Based on the development of  Manfidokimab monoclonal antibody, Akeso Biopharma has further upgraded and iterated to create the IL-4R/ST2 bispecific antibody product AK139. IL-33, as an alarmin, binds to its specific receptor ST2, activating downstream signaling pathways and triggering multi-system inflammatory responses. AK139 simultaneously targets IL-4R and ST2, covering multiple key upstream and downstream factors related to Th2-type inflammation and non-Th2-type inflammation.

Currently, AK139 has entered Phase II clinical trials, covering multiple indications including chronic obstructive pulmonary disease (COPD), severe asthma, chronic spontaneous urticaria, allergic rhinitis, chronic rhinosinusitis with nasal polyps, moderate to severe atopic dermatitis, and prurigo nodularis. In the clinical Phase I dose escalation, the product demonstrated good safety. In addition, AK139 also adopts a design to extend the half-life, which can improve patient compliance.

Although bispecific antibody products under research have shown better clinical efficacy and longer half-life, whether these products will be approved for marketing and their future commercial prospects remain uncertain. After all, based on existing monoclonal antibody products, the market has higher expectations for bispecific antibody products: improved efficacy, longer dosing intervals, and better safety.

However, the current clinical sample size of bispecific antibody products under research is still relatively small, making it difficult to prove their safety and efficacy on a larger scale. Compared with dupilumab, which has been fully recognized for its safety (approved for pediatric indications) and has accumulated effective data from over 1 million patients globally, the commercial prospects of bispecific antibody products face significant uncertainty.
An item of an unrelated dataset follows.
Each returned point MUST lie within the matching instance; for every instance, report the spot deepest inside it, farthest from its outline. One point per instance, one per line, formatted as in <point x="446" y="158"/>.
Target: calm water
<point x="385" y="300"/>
In the future, as more IL-4Rα monoclonal antibodies are approved for marketing, competition in this field will evolve from the current comparison of single advantages such as indications, cost-effectiveness, and dosing intervals to a stage of comprehensive competition. In addition, bispecific antibody products will also provide patients with more options.

For patients, different treatment options may be adopted at different stages of treatment: In the initial treatment stage, controlling itching is the core demand, and patients can use Dupilumab to improve symptoms; during the maintenance phase, patients may opt for monoclonal antibody products that are slightly less effective but have longer dosing intervals and better patient compliance; for those who do not respond well to monoclonal antibody drugs, bispecific antibody drugs are expected to achieve better clinical outcomes.
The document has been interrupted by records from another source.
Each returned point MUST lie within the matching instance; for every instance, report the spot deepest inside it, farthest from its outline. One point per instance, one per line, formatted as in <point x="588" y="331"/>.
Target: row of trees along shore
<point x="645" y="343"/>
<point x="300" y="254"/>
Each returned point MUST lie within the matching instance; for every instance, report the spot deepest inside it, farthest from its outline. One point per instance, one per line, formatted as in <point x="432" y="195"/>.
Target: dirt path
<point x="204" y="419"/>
For enterprises, the IL-4Rα monoclonal antibody is merely an entry ticket; the real competition lies in the depth and breadth of subsequent pipelines—namely, how each company builds a moat in the field of autoimmune diseases through the IL-4Rα monoclonal antibody and provides patients with more treatment options.
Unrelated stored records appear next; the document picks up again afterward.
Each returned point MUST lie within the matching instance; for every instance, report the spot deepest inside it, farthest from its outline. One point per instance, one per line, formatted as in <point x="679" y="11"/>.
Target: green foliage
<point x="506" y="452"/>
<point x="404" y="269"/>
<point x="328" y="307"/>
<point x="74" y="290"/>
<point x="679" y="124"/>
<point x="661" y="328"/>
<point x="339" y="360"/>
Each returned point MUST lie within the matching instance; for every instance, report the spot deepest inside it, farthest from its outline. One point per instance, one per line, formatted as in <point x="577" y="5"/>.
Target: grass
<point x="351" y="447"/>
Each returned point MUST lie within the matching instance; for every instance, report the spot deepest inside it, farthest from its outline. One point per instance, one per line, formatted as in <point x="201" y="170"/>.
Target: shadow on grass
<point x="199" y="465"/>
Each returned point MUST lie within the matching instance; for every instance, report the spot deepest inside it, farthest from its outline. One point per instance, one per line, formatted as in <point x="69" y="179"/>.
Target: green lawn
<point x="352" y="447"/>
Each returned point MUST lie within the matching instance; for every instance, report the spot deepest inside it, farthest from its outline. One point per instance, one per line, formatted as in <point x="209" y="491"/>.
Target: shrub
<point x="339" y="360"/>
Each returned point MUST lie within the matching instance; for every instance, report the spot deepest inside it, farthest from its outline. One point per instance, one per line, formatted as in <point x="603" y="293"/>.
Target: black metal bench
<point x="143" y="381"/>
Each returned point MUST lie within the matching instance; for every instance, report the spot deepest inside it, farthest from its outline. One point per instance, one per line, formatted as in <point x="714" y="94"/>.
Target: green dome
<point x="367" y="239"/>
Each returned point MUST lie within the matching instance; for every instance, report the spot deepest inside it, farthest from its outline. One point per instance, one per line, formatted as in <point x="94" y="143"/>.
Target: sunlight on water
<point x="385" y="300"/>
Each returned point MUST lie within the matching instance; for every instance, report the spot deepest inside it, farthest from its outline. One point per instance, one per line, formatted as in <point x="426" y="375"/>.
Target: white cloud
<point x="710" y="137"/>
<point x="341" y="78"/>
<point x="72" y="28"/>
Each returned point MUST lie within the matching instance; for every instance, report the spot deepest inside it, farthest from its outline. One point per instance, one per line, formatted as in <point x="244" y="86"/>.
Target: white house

Beyond the product level, commercialization capability is also an important breakthrough for domestically produced enterprises. Pharmaceutical companies in China can seek opportunities for their products in the global market. Currently, the only IL-4Rα monoclonal antibody approved for marketing in overseas markets is Dupilumab. By expanding into overseas markets, companies can break through the intense competition faced by IL-4Rα monoclonal antibodies within China and seek new growth opportunities abroad.